Checking In

After yesterday’s angry tirade (which I have since taken down) I had a conversation with my wife. Specifically, we talked about my writing and we did this because I’ve been feeling like an utter failure of late.

During the spring and summer of this year, I submitted a stack of short stories to a bunch of different markets. About 300 times, absolutely all of them came back negative. With not even a nibble I began to suspect that I might be doing something wrong.

This summer and fall, between the atmospheric funk caused by the West being on fire and the psychic funk of living in a dysfunctional country, my word count plummeted. I’m struggling to write anything that doesn’t immediately come off as “Angry White Man.”

All that lumped together means I’m feeling a lot of failures.

Okay, so one of the things a check-in is good for is that it can help a person figure out where they’re at. Done. Then it can be used as a place from which to plan.

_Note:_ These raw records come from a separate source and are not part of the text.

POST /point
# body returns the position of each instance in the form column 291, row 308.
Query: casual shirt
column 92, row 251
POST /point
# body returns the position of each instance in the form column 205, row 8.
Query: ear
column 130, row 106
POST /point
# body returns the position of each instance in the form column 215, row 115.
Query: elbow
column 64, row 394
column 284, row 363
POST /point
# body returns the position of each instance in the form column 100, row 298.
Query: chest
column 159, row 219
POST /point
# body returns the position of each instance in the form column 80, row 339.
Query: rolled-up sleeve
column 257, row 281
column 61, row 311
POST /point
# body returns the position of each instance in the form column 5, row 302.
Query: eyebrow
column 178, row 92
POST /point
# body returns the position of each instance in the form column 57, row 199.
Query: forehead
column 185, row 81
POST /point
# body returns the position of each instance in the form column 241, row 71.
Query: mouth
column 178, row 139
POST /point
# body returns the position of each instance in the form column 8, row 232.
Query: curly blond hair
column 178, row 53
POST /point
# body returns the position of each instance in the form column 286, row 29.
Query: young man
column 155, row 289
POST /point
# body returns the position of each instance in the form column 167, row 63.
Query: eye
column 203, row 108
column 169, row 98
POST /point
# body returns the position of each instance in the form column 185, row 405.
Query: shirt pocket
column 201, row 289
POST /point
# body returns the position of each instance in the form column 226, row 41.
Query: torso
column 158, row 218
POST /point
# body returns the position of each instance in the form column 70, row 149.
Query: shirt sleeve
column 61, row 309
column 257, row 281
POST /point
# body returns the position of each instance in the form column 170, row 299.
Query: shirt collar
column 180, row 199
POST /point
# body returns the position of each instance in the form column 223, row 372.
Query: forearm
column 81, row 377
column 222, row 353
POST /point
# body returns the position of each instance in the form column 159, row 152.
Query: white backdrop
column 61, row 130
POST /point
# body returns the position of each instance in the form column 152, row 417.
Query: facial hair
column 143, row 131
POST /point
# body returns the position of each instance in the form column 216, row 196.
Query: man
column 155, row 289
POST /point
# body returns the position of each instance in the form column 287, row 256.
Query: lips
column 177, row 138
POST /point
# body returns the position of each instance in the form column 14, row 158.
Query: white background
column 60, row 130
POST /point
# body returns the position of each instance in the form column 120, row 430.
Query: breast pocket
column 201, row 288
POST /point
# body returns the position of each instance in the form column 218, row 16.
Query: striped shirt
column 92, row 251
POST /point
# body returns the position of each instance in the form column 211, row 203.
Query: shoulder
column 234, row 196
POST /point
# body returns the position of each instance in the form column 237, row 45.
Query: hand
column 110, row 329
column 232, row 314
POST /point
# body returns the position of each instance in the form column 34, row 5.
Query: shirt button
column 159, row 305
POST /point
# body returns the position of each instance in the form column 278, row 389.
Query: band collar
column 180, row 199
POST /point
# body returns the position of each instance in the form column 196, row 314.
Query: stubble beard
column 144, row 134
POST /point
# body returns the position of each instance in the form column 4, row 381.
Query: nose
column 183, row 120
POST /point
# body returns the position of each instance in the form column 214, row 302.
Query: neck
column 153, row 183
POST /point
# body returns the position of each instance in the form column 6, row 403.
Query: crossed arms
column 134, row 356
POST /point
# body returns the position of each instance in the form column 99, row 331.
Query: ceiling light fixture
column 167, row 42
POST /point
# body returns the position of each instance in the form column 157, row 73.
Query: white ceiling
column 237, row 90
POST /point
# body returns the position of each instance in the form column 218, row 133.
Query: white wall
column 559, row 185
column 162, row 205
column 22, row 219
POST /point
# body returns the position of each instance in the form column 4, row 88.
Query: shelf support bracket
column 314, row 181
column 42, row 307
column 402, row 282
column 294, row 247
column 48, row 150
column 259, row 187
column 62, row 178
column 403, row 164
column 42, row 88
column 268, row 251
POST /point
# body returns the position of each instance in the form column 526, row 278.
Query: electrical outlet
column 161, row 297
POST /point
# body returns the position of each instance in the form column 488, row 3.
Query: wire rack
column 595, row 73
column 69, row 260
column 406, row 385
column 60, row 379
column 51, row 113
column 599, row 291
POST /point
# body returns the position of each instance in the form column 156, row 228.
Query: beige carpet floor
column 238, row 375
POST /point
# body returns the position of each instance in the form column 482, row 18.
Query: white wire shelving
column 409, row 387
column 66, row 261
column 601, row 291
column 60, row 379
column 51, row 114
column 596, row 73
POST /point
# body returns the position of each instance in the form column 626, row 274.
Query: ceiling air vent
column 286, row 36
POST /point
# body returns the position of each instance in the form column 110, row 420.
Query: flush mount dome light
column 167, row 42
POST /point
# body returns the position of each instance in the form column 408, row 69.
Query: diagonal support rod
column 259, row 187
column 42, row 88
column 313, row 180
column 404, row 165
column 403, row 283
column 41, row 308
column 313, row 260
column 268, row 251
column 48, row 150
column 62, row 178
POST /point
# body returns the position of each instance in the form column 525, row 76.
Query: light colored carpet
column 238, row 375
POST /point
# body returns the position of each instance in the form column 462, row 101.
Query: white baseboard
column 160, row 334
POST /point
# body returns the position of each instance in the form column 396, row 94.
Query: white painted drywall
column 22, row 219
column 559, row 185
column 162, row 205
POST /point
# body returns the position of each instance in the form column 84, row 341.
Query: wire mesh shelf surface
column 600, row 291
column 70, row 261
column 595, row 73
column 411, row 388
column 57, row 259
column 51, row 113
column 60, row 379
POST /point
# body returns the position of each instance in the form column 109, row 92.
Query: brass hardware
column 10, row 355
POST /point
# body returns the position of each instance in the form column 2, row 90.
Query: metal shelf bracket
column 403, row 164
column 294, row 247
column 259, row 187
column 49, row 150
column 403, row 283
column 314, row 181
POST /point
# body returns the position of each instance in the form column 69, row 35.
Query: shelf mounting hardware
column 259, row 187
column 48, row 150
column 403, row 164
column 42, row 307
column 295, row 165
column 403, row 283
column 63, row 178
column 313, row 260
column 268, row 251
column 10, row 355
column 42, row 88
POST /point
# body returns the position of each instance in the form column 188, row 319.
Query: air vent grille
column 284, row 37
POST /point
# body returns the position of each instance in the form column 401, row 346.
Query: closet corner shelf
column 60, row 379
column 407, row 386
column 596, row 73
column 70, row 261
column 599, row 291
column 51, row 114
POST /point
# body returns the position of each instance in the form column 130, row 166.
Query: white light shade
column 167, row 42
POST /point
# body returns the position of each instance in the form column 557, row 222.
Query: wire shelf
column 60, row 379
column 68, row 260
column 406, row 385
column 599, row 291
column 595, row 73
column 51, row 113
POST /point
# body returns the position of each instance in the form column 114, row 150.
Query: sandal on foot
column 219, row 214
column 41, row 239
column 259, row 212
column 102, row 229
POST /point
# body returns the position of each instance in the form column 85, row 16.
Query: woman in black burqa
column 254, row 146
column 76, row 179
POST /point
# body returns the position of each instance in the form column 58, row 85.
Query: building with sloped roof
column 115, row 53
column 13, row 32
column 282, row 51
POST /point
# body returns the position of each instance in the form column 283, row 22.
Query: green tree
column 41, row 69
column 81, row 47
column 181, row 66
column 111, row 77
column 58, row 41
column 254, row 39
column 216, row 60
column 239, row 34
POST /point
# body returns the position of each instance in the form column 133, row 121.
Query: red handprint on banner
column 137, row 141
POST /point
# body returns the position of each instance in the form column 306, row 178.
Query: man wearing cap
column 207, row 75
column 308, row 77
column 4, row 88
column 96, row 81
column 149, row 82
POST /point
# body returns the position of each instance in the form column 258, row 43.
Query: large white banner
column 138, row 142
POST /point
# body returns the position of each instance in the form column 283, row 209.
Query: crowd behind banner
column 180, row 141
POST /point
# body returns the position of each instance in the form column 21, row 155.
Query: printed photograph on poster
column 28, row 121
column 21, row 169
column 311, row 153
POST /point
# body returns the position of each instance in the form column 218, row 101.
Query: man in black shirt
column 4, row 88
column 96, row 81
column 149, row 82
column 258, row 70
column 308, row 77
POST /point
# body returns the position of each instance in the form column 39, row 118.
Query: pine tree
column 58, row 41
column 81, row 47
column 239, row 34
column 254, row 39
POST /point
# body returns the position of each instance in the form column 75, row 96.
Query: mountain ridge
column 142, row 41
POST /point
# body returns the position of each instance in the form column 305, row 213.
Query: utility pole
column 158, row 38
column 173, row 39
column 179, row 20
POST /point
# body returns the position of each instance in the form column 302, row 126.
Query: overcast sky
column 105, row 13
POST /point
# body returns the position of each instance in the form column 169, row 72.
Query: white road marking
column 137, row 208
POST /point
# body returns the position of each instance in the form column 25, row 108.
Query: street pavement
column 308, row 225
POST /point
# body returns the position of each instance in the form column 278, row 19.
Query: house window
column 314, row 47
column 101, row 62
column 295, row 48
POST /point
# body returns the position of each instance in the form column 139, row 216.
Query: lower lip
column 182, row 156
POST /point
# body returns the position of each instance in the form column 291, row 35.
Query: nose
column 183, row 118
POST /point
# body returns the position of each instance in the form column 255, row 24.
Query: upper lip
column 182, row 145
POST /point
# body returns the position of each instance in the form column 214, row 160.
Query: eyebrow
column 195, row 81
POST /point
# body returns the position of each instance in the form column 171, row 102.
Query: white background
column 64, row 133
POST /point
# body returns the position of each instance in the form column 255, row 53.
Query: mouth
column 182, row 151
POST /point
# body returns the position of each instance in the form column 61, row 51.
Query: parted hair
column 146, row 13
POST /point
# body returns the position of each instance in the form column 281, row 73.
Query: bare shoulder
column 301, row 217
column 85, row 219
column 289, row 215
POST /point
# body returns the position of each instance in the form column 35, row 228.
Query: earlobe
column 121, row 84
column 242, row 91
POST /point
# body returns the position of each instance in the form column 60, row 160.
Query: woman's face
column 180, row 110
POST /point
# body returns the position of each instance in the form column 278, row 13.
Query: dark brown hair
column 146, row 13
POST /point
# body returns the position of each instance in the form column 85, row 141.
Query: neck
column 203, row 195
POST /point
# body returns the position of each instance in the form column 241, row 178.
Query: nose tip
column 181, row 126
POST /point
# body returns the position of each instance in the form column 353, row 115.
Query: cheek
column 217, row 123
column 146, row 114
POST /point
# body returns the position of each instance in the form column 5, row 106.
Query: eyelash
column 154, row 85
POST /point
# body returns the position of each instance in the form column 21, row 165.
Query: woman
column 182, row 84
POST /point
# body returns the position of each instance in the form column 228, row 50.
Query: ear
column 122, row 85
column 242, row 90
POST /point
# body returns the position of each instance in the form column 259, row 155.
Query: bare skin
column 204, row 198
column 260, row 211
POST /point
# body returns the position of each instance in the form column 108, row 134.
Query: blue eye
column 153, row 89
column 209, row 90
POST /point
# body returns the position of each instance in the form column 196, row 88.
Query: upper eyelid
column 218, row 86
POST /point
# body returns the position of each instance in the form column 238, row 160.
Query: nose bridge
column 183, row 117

Writing is important to me. First, because it’s been a significant part of my personal therapeutic regimen since the seizures started. Simply talking about the way I feel isn’t enough, when I write it down, however, I seem to be giving myself what I need to work through all those feelings and challenges. Second? Well, I’ve just got a lot of science fiction-ish ideas. I mean, that’s what my brain does when it has nothing else to do. I can go for a walk in the woods and come home with a novel idea for interstellar travel or fold a pile of laundry and walk away with an overland trekking idea on a distant world.

Apparently, my stories lack much in execution. I’m too wordy, not descriptive enough, lack tension, raise the stakes too high, can’t spell my way out of a paper sack, end sentences annoyingly, can’t start a sentence interestingly, use the wrong font, use the incorrect size of the right font, lack an author platform, am “that kind of writer,” am that other “sort of writer,” use too many curse words, drop the f-bomb, am too creative with my profanity, am not creative enough with my use of profanity, can’t write humor, my attempts to be serious or authoritative come off as doltishly funny, use too many adjectives, lack a wide vocabulary, ignominiously use too many ten-dollar words, and apparently any voice I might have manifested drown in the sea of voices of people all making exactly the same ineffectual attempts to write compelling and entertaining fiction. My failed attempts to write about anything are legion.

Tess’ advice to me was to get into some Clarion classes or maybe look for some other online programs. And truth be told I have virtually zero formal training in how to be a writer so this might be useful. I’ve also got another round of books on hold at the library, so there’s that.

Frankly, it’s possible I just need to stop worrying about publishing … anything … anyway … anytime. Turn this whole enterprise inside so I and my works are protected from the boilerplate criticisms I’ve subjected myself to in the past. I don’t know.

The sensation of failure is never enjoyable and I’ve been wallowing in it.